Раздражение осталось в прошлом, вместе с другой чепухой довоенного времени, но тесные отношения, как в детстве, уже не восстановились. Папа приезжал замотанный, измученный, почти все время таскался по учреждениям, доставал для эшелона медикаменты, инструменты, чуть ли не простыни с наволочками. А Рэму нравилось изображать взрослую сдержанность – еще и для того, чтобы не нагружать отца своими проблемами. «Как ты, сынок, тут один?» «Нормально». Про то, что поступил в военное училище, он отцу написал только из Владимира. В общем, давно уже вел себя как взрослый.

Потому так и обиделся, когда отец вдруг заговорил словно с ребенком. Начал с извинений, что за все время ни разу не смог навестить. У них в Прибалтике не прекращались тяжелые бои, было ужасно много раненых.

– А поговорить с тобой очень хотел, и тема, знаешь, не для переписки…

Только он это сказал, прибежала медсестра.

– Антон Маркович, что делать с Арамяном? Мучается ужасно, а морфин кончился. Ни ампулы не осталось.

Через открытую дверь купе донесся такой жуткий вопль, что Рэма замутило.

Отец сорвался, убежал. Минуты через две крик прекратился.

– Принудительно усыпил, пережав артерию, – хмуро сообщил отец, вернувшись. – Это плохо, вредно. А что делать? Я с дороги про морфин телеграмму дал, а всё не везут.

– Что с ним? – спросил Рэм, вытирая холодные капли со лба. Он в жизни не слышал подобных воплей. И не думал, что человек способен издавать такие звуки.

– Плохое ранение. В пах. Ты меня не отвлекай… – Отец потер висок. – Так вот, я должен с тобой поговорить об очень важном. Перед тем, как ты попадешь туда. На фронт. Я помню себя в двадцатом году. Что я там увидел, что испытал. И как это на меня подействовало. А ведь я был старше тебя, и к тому времени уже всякого навидался, через многое прошел. Ты же совсем еще мальчик. Война – совсем не то, что ты себе воображаешь…

Здесь-то Рэм и начал злиться. Ах, он мальчик? С романтическим воображением?

А отец на него не смотрел, щурился через очки на потолок – была у него такая привычка, будто сам с собой разговаривает. Это тоже бесило.

– …Ты вот сейчас побледнел, когда услышал крики раненого. А это самое лучшее, что есть на войне. Когда оказывают помощь человеку, который страдает. Всё остальное много хуже. И страшней. Даже не смерть и раны, хотя это, конечно, кошмар, а… – Антон Маркович зашевелил пальцами, будто пытался ухватить правильные слова. – …Растаптывание личности. Превращение человека в кусок мяса. Животный ужас, который ничему не учит, а только убивает всё, с таким трудом накопленное воспитанием, чтением книг, любовью… И еще грязь. Всегда, повсюду, во всех смыслах!

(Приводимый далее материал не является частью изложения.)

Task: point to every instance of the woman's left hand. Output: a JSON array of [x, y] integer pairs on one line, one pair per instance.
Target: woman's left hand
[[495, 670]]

Тут он наконец посмотрел на сына. Глаза часто мигали. В них металась паника.

– А ты еще записался в пехотное училище! Все знающие люди говорят, что это самое страшное! Я не мог тебе про это написать. Письма читает цензура. И я никогда себе не прощу, что не был с тобой, когда ты принял это решение. Я бы уговорил тебя поступать в военно-медицинскую академию. У меня там есть знакомые. В конце концов, фамилия Клобуков в медицинском мире чего-то стоит. Я знаю, ты не хочешь быть врачом, но пока ты учишься, закончилась бы война, а там можно было бы перевестись. И я не сходил бы с ума от мысли, что…

Он не договорил. Рэм решил, что с него хватит. Главное, какой смысл в этих причитаниях? «Бы» да «кабы».

Ответил он нарочно резко, даже цинично. Знал, что отца это покоробит.

– Что ты со мной как с недоумком разговариваешь? Я не идиот. С четырнадцати лет своим умом живу. Думал я про академию. Но туда, знаешь, какой конкурс? Умных много. По-честному я бы не поступил, у меня с химией швах. А по блату – это надо папу академика иметь. Ты ведь пока не академик?

Отец виновато заморгал. Это было приятно.

– Думал в военно-инженерное. Там сдают физику с математикой, я поступил бы. Ускоренный курс двенадцать месяцев, война бы точно закончилась. Но у них анкетная комиссия. Меня бы завернули, с такой матерью. А в пехотное берут всех. Даже таких, как я. На пушечное мясо мы годимся.